Paying attention to regulatory differences across sectors and actively communicating and cooperating with regulatory authorities are crucial for the efficient commercialization of liposomal NRs from research findings. Research institutions and enterprises need to strengthen their research on regulations and policies, establish comprehensive quality management systems, and ensure that products comply with relevant regulatory requirements. By actively conducting clinical trials and accumulating more safety and efficacy data, the credibility and market competitiveness of liposomes (NR) can be enhanced, creating favorable conditions for their widespread application in the biopharmaceutical and healthcare industries.

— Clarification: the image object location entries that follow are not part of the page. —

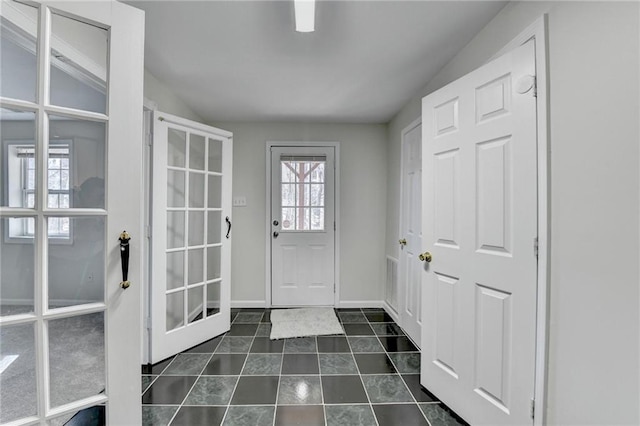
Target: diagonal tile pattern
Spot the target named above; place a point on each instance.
(370, 376)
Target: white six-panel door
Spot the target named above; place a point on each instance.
(191, 237)
(480, 225)
(302, 226)
(411, 269)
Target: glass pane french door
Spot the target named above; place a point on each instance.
(57, 135)
(191, 218)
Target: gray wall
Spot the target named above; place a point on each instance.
(363, 194)
(165, 99)
(594, 198)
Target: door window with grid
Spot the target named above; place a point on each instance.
(302, 191)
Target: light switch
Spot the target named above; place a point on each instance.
(240, 201)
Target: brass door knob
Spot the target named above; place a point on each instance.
(425, 257)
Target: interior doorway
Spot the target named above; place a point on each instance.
(302, 225)
(410, 267)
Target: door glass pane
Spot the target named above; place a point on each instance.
(213, 298)
(214, 222)
(215, 192)
(18, 177)
(76, 358)
(213, 263)
(18, 33)
(76, 262)
(302, 187)
(215, 156)
(196, 304)
(175, 229)
(177, 148)
(196, 228)
(76, 163)
(175, 269)
(78, 64)
(196, 152)
(175, 310)
(196, 266)
(175, 188)
(17, 266)
(17, 372)
(196, 190)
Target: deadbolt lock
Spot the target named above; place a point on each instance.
(425, 257)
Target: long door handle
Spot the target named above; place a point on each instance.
(124, 258)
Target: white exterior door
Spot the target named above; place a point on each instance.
(480, 225)
(191, 236)
(71, 122)
(411, 269)
(302, 226)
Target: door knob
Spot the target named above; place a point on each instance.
(425, 257)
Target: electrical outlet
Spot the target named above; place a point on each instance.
(239, 201)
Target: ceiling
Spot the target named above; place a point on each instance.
(243, 61)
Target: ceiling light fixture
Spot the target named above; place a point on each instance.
(305, 11)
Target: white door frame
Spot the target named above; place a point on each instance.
(336, 251)
(402, 279)
(538, 31)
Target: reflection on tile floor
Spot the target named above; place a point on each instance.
(370, 376)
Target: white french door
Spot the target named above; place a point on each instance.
(480, 226)
(191, 235)
(411, 269)
(71, 121)
(302, 228)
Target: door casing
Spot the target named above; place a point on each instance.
(336, 147)
(538, 31)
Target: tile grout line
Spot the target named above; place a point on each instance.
(366, 392)
(233, 392)
(192, 386)
(275, 405)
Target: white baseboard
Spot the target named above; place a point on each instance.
(360, 304)
(392, 313)
(248, 303)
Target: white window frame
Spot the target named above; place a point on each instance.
(15, 231)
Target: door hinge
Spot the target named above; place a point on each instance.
(533, 408)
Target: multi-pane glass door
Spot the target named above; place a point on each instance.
(55, 125)
(191, 218)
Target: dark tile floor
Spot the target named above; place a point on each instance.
(370, 376)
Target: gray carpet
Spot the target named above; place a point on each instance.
(76, 356)
(286, 323)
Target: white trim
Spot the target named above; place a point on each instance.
(538, 31)
(327, 144)
(389, 310)
(364, 304)
(249, 304)
(163, 116)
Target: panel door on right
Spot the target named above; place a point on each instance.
(480, 224)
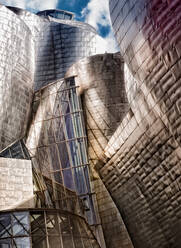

With its unique structural design and functional integration, Liposomal NR is becoming a key bridge connecting nanobiotechnology with precision medicine/health management. Whether tackling the delivery challenges of tumor treatment or ushering in a new era of cellular energy-based anti-aging, its core value lies in achieving multiple goals of “targeted delivery, intelligent response, high efficiency, and safety” through the deep integration of materials science and biology, outlining a highly promising development blueprint for the future of the biopharmaceutical and healthcare industries.